You can literally follow this in order, run it with a small team, and we'll do D2-D6 later.
Below is **D1 - Narrative Training Walkthrough: Complete Manual**
Target site: **EU-PAR-FR01**
---
# How to Use This Manual
* You'll run this as a **multi-day enablement** (7 days = 7 stages).
* Each day/stage has:
* **Learning objectives**
* **Inputs & pre-reqs**
* **Concrete actions** (Git changes + pipeline runs)
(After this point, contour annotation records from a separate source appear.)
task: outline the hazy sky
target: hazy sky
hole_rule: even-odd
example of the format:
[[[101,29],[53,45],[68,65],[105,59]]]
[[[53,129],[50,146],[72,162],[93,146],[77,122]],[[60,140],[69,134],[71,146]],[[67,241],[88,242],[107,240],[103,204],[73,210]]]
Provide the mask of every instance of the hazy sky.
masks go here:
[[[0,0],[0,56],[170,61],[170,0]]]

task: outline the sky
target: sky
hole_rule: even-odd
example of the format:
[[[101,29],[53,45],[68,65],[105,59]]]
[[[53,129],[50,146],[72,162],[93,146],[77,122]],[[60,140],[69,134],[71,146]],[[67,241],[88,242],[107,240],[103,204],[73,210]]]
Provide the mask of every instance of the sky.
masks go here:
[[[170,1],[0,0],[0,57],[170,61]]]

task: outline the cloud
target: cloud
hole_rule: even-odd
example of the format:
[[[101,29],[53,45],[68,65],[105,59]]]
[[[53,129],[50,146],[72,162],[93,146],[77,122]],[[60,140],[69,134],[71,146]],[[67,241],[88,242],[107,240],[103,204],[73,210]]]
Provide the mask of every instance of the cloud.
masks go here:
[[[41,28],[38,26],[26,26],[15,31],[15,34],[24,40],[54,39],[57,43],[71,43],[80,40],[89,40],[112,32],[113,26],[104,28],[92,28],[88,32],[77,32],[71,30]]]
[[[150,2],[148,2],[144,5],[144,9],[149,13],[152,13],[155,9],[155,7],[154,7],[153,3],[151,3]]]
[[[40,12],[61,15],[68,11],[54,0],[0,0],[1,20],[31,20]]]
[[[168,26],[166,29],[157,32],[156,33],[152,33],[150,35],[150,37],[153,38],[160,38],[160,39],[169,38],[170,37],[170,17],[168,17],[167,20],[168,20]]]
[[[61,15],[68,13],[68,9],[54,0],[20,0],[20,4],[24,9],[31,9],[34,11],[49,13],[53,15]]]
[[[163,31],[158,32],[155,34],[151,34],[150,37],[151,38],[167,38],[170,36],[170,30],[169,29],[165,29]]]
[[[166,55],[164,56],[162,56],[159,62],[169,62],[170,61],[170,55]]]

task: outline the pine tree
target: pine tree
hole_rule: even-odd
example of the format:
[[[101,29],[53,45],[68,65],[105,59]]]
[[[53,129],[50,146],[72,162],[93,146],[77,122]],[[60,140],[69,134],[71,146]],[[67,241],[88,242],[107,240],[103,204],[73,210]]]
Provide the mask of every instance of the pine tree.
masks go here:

* **Observable outcomes & DoD**
Repos assumed:
* `infra-foundation`
* `platform-clusters`
* `policies-and-compliance`
Pipelines (in each repo):
* `lint_and_unit`
* `policy_gates`
* `integration_test`
* `promotion_to_template`
* `site_rollout`
> ✅ Golden rule: **No long-lived manual changes on infra.**
> Consoles and UIs are for *inspection*, not configuration (except the narrow bootstrap steps explicitly listed).
---
## Day 1 — Stage 0: Policy & Site Definition
### Learning Objectives
By the end of Day 1, the team can:
* Describe the **sovereign context** for EU-PAR-FR01 (jurisdiction, data classes, residency).
* Encode site metadata and data-classification rules as YAML in Git.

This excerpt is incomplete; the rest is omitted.